The withdrawal of 5 DCLI marked the virtual end of Operation Jupiter. True, the summit of Hill 112 remained a no-man’s-land, but the operation had achieved its strategic objective of tying down the German armour. Fighting erupted again during the night of 15 July and continued for the next fortnight. While the summit of the hill was masked by smoke and high explosive, the 43rd, 15th and 53rd (Welsh) Divisions in succession, supported by the Churchills of 31 and 34 Tank Brigades and Crocodiles, mounted a series of heavy raids on the nearby villages – Le Bon Repos, Esquay, Evrecy and Maltot. These, as intended, provoked fierce counterattacks which further wrote down the German armour. On 18 July Operation Goodwood, a drive by three British armoured divisions north of Caen, was halted by a strong anti-tank defence but convinced the German High Command that the Allies intended breaking out on the British sector. On 25 July the American breakout, codenamed Cobra, began and soon the US Third Army was sweeping round the German left flank. Simultaneously, the British and Canadians were driving in the enemy’s right. By the middle of August the German armies in Normandy, held fast within the jaws of a trap, had been systematically destroyed.

It would be difficult to overemphasise the part played by the sustained and costly pressure maintained on the Hill 112 sector in achieving this complete victory. Forced by events elsewhere to withdraw, II SS Panzer Corps left the area during the night of 3/4 August. A few days later some members of 5 DCLI’s Assault Pioneer Platoon erected a board on the summit showing the regimental badge and the words CORNWALL HILL JULY 10th-11th 1944. Other regiments, too, felt that they had some claim on the hill but they knew what the Cornishmen had been through and not only let the board stand but also referred to the little wood as Cornwall Wood in their own histories. Later, the 43rd Division, which was to fight many battles but none so bitter as that for Hill 112, erected its own granite memorial on the same site.

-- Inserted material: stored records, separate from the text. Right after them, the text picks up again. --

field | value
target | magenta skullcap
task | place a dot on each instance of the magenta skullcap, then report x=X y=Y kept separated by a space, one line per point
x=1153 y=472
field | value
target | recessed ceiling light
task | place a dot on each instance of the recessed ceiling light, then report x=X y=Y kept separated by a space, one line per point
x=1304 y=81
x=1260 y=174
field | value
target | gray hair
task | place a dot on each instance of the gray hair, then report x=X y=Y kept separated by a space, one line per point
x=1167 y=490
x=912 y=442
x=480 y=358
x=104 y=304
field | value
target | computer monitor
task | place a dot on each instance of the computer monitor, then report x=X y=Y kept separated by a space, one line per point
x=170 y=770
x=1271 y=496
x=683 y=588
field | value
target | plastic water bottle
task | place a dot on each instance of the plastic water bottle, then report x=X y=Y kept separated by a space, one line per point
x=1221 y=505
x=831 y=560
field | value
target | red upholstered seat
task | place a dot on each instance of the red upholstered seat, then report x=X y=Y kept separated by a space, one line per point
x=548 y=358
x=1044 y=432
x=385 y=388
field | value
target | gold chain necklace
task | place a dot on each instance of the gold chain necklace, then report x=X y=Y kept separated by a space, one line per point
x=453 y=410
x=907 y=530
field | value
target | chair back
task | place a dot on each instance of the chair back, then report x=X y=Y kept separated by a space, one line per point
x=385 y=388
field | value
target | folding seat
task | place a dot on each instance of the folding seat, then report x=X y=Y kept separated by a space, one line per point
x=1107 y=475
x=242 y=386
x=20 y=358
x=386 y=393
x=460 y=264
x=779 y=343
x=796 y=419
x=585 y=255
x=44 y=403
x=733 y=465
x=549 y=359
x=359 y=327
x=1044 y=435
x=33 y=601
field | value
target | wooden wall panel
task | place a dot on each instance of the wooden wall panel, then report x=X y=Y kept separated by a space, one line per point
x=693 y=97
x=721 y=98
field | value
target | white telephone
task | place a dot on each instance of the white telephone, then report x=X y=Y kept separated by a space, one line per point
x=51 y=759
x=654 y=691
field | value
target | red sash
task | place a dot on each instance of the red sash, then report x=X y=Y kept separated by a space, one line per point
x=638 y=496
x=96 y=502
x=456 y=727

The story had a postscript. In 1945, following the German surrender, Major Roberts became commandant of a prisoner of war camp and had the opportunity of interrogating two SS men who had fought at Hill 112. One had served in 102 Heavy Tank Battalion and he recalled that of the nine or ten Tigers that had attacked the wood during the night only two returned undamaged. The other was one of Frundsberg’s panzergrenadiers, who stated that the regiment which had borne the brunt of the fighting had been reduced to five or six men a company. In fact, by the time of the final German collapse in Normandy Hohenstaufen and Frundsberg had each been reduced to the strength of a weak infantry battalion with only the former retaining a few of its tanks and guns. The once-mighty II SS Panzer Corps, now a skeleton of its former self, was sent to Holland to refit.